L’atelier de lutherie au diapason
Yonne. Coline Mauley et Denis Morana réparent et fabriquent des instruments du quatuor, violons, alto, violoncelle et contrebasse. Les luthiers auxerrois redonnent vie à des instruments, parfois centenaires, avec patience et exigence.

À une époque où tout semble voué à l’obsolescence, eux réparent l’irréparable. Violons, altos, violoncelles — instruments centenaires qui renaissent entre leurs mains. « Un instrument ancien, on peut le restaurer à l’infini. Il suffit de ramollir la colle à l’eau, sans abîmer le bois. C’est pour ça qu’un violoncelle peut durer 400 ans », explique Coline Mauley, luthière depuis plus de quinze ans.
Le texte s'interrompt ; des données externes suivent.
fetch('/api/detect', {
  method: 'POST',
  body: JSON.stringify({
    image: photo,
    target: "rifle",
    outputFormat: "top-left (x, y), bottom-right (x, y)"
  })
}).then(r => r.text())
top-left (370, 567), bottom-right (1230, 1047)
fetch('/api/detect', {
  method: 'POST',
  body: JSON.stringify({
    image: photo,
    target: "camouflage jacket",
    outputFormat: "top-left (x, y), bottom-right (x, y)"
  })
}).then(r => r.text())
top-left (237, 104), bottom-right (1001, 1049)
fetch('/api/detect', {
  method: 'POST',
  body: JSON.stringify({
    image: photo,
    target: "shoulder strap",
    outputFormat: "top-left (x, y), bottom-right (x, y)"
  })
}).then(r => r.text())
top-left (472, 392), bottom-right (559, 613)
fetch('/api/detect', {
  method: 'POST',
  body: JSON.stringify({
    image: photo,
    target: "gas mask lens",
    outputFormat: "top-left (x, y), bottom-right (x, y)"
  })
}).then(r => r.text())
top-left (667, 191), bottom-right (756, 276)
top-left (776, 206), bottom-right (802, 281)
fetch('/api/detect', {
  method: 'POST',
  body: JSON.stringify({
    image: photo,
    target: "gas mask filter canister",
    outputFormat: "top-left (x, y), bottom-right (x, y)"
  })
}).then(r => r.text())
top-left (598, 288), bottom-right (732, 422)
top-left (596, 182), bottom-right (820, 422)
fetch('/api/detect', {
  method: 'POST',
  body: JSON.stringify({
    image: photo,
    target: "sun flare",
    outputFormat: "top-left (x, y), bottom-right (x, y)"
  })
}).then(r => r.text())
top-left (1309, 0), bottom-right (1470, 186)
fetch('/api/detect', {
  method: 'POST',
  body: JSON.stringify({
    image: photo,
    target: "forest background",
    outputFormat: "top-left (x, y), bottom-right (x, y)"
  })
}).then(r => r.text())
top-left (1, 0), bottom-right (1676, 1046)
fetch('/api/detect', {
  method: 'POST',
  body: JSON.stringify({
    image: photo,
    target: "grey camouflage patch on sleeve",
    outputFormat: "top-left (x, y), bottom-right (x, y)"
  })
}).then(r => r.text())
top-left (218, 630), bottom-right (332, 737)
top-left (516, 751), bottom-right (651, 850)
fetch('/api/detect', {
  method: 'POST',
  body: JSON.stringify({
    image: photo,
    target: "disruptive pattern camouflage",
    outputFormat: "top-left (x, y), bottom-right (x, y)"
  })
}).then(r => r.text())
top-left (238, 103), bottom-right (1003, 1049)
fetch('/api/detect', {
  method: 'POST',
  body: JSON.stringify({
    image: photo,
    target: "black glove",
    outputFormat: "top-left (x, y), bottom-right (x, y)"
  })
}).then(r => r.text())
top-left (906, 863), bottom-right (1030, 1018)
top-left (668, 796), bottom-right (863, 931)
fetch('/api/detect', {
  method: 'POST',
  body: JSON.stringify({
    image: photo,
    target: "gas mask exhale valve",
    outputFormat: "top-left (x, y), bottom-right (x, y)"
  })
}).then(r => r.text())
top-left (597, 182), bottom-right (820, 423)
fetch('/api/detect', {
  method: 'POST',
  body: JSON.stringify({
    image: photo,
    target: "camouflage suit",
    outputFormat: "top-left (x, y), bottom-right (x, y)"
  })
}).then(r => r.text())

Coline Maulay et Denis Morana sont violoncellistes de formation, artisans par vocation. Ensemble, ils ont fondé en 2008 un atelier qui conjugue avec finesse, restauration, fabrication, vente et entretien d’instruments à cordes. « On est installés ici depuis 2012, mais on a commencé en 2008, dans un autre local », précise Denis Morana. Leur modèle repose sur une rare polyvalence : 80 % de leur activité concerne la restauration d’instruments anciens. Ils les achètent, souvent en mauvais état, les restaurent, et les remettent sur le marché. « On ne fait quasiment pas de dépôt-vente. Si on vend un instrument, c’est qu’on s’en est occupé nous-mêmes », insiste Coline Maulay.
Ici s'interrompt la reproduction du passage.